Objective. The purpose of this study was to assess the effects of parenting styles on Black, White, and Hispanic adolescents achievement test scores.

Design. A total of 3290 adolescents and their mothers from the National Longitudinal Survey of Youth were assessed on various measures of parenting, math and reading achievement, SES, cognitive stimulation, and child motivation and health. The study also used different measures of demandingness, less extreme classification criteria, more control variables, and a higher proportion of Black and Hispanic youth than in previous studies.

Results. Authoritative parenting was associated with high scores for all race and gender groups, even after the background factors were controlled.
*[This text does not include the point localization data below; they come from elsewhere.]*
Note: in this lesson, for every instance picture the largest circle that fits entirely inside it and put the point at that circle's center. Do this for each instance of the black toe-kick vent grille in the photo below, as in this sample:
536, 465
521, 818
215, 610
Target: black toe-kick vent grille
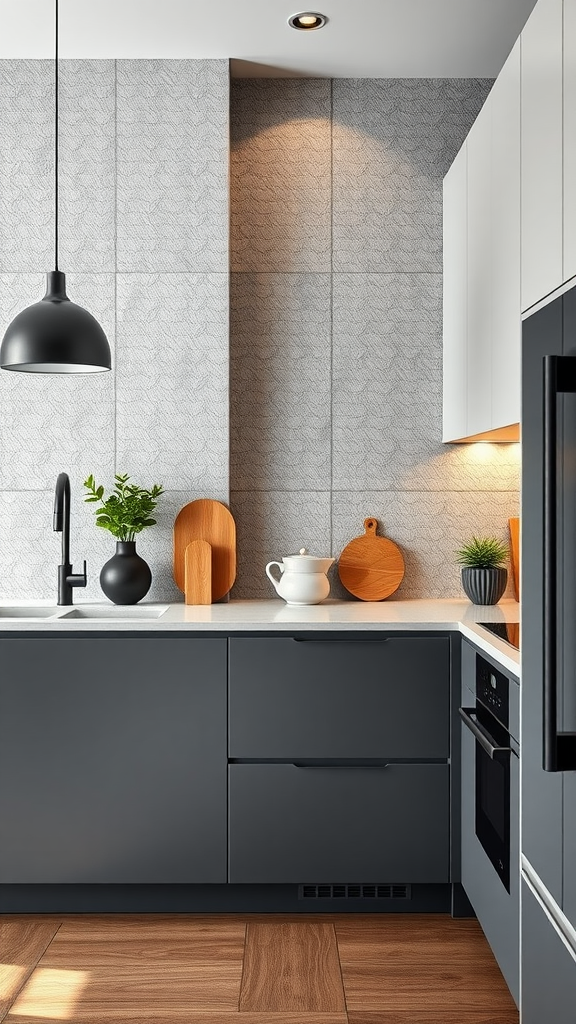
355, 892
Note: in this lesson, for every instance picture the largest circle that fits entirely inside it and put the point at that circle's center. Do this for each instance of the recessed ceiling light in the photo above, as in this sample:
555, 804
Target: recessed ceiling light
307, 20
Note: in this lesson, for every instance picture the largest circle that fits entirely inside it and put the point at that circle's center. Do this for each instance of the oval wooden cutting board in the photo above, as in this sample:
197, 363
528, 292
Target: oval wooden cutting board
371, 567
209, 520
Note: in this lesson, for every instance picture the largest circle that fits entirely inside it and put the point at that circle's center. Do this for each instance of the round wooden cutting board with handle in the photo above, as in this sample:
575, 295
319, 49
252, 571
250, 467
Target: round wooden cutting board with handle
209, 520
371, 567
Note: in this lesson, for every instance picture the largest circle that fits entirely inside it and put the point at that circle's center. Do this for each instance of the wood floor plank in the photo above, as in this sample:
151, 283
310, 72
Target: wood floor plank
442, 1017
119, 992
291, 967
98, 942
403, 967
204, 1017
23, 941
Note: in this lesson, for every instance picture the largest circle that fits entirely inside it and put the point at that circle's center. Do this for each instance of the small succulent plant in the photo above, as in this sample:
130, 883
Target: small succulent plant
483, 553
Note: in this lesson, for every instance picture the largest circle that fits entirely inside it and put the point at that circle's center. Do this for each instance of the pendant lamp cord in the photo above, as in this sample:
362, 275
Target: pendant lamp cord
56, 139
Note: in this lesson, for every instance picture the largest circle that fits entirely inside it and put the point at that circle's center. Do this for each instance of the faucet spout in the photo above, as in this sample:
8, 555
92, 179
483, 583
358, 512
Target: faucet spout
62, 514
67, 579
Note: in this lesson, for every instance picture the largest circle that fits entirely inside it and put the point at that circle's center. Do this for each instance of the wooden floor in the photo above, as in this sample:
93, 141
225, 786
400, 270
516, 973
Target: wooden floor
389, 969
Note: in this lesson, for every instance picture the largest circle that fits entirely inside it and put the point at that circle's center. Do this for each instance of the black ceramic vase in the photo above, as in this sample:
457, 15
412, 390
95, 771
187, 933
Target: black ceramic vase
126, 578
484, 586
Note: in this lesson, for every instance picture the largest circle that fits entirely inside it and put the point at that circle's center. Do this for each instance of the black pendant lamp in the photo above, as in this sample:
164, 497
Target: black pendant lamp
55, 336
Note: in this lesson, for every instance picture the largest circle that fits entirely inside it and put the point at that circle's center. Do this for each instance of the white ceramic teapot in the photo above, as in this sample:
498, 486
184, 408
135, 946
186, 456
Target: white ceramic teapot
302, 578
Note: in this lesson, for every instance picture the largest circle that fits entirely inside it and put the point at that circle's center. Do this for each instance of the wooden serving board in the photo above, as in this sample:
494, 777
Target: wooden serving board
513, 525
198, 572
371, 567
208, 520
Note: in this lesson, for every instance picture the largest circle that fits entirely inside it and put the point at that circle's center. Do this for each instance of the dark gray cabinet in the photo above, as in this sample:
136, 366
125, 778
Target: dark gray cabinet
338, 824
113, 760
548, 967
324, 709
339, 698
497, 910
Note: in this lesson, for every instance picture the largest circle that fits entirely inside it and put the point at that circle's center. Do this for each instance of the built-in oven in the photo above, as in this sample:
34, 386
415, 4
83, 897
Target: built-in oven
488, 721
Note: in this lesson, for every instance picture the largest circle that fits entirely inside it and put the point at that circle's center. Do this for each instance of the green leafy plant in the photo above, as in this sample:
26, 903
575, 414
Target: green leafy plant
483, 553
127, 510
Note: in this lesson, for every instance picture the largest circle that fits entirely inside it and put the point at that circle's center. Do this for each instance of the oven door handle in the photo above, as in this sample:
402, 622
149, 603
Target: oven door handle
559, 752
494, 752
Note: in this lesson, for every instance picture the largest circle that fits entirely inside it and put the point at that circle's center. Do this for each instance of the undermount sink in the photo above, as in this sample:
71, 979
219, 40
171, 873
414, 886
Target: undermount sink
22, 611
114, 613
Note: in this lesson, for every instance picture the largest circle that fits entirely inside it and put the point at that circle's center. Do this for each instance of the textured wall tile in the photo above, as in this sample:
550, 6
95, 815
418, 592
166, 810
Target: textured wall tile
386, 377
172, 184
53, 423
387, 392
30, 551
280, 381
272, 524
27, 148
172, 380
87, 206
428, 526
281, 175
394, 139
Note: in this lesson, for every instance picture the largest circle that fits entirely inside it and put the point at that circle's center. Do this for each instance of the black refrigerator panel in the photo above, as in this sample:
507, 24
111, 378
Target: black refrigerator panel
542, 792
569, 623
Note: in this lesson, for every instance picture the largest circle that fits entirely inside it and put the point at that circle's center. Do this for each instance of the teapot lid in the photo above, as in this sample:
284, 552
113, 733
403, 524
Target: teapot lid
304, 562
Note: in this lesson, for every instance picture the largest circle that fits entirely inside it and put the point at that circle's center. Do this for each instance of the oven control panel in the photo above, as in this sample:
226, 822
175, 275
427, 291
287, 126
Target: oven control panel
492, 688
Authoritarian parenting was not as beneficial to African Americans or as detrimental to European Americans as in previous studies. Permissive and neglectful parenting styles were associated with lower test scores for all groups, especially for African Americans. Consequently, the race gap in achievement was non-existent for those with authoritative parents, but was rather dramatic for those with non-authoritative parents.

Conclusion. Baumrind's conception of authoritative parenting is optimal for all American race and gender groups' achievement. Parenting interventions that teach this conception of authoritative parenting should be the focus of family-based prevention interventions.

Bibliography Citation
Mandara, Jelani. "The Effects of Parenting Styles on Adolescent Achievement Test Scores: Ethnic and Gender Differences (And Similarities)." Working Paper, School of Education and Social Policy, Northwestern University, 2006.